Overview

One of the great advantages of using R, is the ability to simulate samples from various probability distributions and statistical models as real simulations is computationally intensive.In this report we are going analyse the exponential distribution which are simulated using with rexp(n, lambda) where lambda\(\lambda\) is the rate parameter and its mean and standard deviation is \(1/\lambda\) with averages of 40 exponential(0.2)s.

In this project we are going to illustrate the distribution of the mean of 40 exponentials by answering the below questions:
  1. Show the sample mean and compare it to the theoretical mean of the distribution.
  2. Show how variable the sample is (via variance) and compare it to the theoretical variance of the distribution.
  3. Show that the distribution is approximately normal.
   

Simulations

First get the means of the 1000 simulations where each simulation will contain 40 observations and compare them against the theoretical mean.

1. Sample Mean vs Theoretical Mean

Generate the sample data first using lambda = 0.2, n = 40, simulations = 1000.

 set.seed(284)
 means <- data.frame(x = sapply(1:numsim, function(x) {mean(rexp(n, lambda))}))

Now calculate sample mean of n=1000 and theoretical mean of exponential distribution

        sample_mean <- mean(means$x)
        theor_mean <- 1/lambda

We found the simulation mean of 1000 sample is 4.969464 which is very close to the theoretical mean of 5.

Histogram plot of the exponential distribution n = 1000

From the histogram we can prove that the mean and sample and theoretical mean is very close to each other.

2. Sample Variance vs Theoretical Population Variance

Next We will compare the variance present in the sample means of the 1000 simulations to the theoretical variance of the population. The variance of the sample means estimates the variance of the 1000 entries in the means vector times the sample size, 40. That is, Ï2=Var(samplemeans)ÃN.

Like mean comparison , the variance of sample mean value is 0.5905787 is also very close to the theoretical variance of the distribution is \(\sigma^2 / n = 1/(\lambda^2 n) = 1/(0.04 \times 40)\) =0.625.

3. Show that the distribution is approximately normal

As the CLT states that when the number of sample sizes increases then the distribution of averages of iid variables (properly normalized) becomes that of a standard normal,hence We compare the difference between the distribution of a large collection of random exponentials with the distribution of a large collection of averages of 40 exponentials by plotting

First we generate sample data containing 10,000 simulations each of sample size 40 using lambda = 0.2 as below. Then compare the distribution by plotting them in histogram as show in figure below

      set.seed(284)
      bignumsim= 10000
      bigmeans <- data.frame(x = sapply(1:bignumsim, function(x) {mean(rexp(n, lambda))}))

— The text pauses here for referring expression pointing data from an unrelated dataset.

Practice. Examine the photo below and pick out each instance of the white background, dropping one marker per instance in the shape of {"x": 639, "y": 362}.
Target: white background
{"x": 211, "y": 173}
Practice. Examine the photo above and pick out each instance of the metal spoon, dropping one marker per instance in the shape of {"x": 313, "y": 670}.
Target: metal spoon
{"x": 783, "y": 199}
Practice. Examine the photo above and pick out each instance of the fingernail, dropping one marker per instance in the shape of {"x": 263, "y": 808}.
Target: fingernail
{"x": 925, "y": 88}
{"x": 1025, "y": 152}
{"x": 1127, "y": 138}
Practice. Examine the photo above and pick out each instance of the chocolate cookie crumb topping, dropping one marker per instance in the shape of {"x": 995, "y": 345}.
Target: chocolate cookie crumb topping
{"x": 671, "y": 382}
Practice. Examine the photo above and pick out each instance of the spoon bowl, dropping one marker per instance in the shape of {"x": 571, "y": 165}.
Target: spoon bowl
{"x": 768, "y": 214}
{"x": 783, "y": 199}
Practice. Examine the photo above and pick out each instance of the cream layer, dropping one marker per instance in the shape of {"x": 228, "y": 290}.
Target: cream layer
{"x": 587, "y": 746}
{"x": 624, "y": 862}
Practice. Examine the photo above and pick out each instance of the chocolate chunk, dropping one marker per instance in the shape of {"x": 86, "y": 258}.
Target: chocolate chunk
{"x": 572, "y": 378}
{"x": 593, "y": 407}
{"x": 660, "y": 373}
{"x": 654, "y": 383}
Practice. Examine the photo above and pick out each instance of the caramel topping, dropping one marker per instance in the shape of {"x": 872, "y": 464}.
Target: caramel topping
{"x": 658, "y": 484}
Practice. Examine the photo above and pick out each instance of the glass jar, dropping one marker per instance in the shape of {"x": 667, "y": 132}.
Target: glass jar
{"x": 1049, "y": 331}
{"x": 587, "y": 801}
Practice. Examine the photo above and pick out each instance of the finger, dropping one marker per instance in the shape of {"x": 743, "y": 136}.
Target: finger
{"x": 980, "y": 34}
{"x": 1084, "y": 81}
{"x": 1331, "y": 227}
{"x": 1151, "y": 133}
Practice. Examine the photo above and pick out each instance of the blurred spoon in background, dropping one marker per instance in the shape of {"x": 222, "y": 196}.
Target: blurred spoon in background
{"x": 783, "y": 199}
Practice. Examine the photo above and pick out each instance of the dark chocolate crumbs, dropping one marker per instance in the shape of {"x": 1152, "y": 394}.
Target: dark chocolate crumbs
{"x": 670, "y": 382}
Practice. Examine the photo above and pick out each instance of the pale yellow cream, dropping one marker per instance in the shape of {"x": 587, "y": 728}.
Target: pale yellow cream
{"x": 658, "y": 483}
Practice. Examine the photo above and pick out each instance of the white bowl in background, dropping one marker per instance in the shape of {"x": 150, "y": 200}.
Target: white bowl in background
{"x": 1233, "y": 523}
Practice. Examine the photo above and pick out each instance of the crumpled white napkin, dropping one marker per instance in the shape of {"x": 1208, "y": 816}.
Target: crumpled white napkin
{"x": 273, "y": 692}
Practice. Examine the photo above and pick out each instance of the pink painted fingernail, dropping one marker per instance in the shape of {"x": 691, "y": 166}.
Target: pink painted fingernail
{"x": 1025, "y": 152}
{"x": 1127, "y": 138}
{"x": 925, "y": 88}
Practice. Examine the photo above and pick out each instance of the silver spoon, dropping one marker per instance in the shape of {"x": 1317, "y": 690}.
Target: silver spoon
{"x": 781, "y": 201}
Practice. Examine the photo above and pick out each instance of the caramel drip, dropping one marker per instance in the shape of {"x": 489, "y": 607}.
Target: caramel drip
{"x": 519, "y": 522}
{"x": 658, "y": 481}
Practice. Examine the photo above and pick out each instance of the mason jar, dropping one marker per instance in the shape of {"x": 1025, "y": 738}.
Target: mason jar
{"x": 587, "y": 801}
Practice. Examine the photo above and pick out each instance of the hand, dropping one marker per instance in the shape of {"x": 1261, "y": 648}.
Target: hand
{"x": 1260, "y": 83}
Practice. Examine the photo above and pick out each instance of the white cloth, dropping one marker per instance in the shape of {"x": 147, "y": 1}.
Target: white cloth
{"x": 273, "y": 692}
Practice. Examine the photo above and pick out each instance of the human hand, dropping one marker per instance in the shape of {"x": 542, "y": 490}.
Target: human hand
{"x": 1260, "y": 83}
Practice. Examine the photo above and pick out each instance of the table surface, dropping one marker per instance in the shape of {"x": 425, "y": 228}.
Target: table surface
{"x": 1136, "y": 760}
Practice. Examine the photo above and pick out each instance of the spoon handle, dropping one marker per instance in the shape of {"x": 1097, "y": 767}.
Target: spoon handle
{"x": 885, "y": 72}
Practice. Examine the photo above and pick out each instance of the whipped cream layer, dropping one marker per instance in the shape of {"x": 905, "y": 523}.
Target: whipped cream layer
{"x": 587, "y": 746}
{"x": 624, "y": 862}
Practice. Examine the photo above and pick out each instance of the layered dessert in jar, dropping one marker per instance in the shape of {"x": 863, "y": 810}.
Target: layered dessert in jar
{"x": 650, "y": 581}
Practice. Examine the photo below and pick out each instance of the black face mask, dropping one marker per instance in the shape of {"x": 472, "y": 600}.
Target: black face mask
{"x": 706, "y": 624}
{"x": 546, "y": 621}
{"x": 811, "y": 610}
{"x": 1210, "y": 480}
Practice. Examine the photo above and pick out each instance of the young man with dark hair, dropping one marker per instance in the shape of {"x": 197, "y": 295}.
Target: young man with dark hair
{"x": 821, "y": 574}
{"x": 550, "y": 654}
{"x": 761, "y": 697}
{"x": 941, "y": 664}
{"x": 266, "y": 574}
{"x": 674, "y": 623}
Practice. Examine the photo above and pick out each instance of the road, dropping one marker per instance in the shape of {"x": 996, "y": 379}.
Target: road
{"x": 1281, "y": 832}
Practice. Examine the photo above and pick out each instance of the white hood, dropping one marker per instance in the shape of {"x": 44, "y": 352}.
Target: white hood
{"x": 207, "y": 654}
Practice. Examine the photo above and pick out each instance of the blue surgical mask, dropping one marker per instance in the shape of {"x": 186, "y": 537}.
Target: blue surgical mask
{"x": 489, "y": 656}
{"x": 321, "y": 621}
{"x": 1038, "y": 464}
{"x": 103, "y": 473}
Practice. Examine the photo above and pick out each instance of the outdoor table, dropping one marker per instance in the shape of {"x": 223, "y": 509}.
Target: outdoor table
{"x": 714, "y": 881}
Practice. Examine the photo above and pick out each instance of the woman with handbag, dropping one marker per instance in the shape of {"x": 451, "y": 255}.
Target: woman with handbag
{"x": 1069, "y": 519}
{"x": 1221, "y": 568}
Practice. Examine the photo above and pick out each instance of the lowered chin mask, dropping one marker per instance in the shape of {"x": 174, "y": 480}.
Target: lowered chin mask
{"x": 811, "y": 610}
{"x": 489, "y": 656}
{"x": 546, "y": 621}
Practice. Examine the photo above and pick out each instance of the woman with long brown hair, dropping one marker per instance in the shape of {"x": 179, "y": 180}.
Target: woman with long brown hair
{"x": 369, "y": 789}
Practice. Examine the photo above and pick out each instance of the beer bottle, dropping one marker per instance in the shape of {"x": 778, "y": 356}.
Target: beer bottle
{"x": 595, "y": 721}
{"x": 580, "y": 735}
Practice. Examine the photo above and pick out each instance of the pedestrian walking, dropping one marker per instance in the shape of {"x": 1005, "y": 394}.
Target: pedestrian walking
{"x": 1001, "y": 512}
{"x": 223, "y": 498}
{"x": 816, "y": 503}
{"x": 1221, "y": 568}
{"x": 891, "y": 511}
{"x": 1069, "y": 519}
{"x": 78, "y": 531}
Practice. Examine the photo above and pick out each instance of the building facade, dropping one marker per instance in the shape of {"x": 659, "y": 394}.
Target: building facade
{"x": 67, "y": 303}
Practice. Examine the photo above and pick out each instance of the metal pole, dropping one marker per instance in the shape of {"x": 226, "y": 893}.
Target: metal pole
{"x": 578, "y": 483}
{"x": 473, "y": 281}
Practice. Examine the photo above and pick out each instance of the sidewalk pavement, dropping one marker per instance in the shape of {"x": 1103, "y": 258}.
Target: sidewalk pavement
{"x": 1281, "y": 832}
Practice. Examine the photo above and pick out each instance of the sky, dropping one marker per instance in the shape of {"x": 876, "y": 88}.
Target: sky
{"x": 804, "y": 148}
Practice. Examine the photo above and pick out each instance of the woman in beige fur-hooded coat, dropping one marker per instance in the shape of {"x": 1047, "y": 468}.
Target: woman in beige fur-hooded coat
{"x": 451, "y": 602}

It is clear from the curve line, that sample distribution is approximately normal as the distribution of mean of random sampled exponantial distributions, as it overlaps very closely with the normal distribution for \(\lambda=0.2\)

Conclusion

For \(\lambda=0.2\) ,the sample distribution is approximately normal with Mean and Variance value match closely with theoritical mean \(\mu= \frac{1}{\lambda}\) and variance \(Var = \sigma^2\). Also We notice that as when we increase the sample size, the distribution of means follow a bell curve as of normal distribution sample and conclude that it is approximately normal.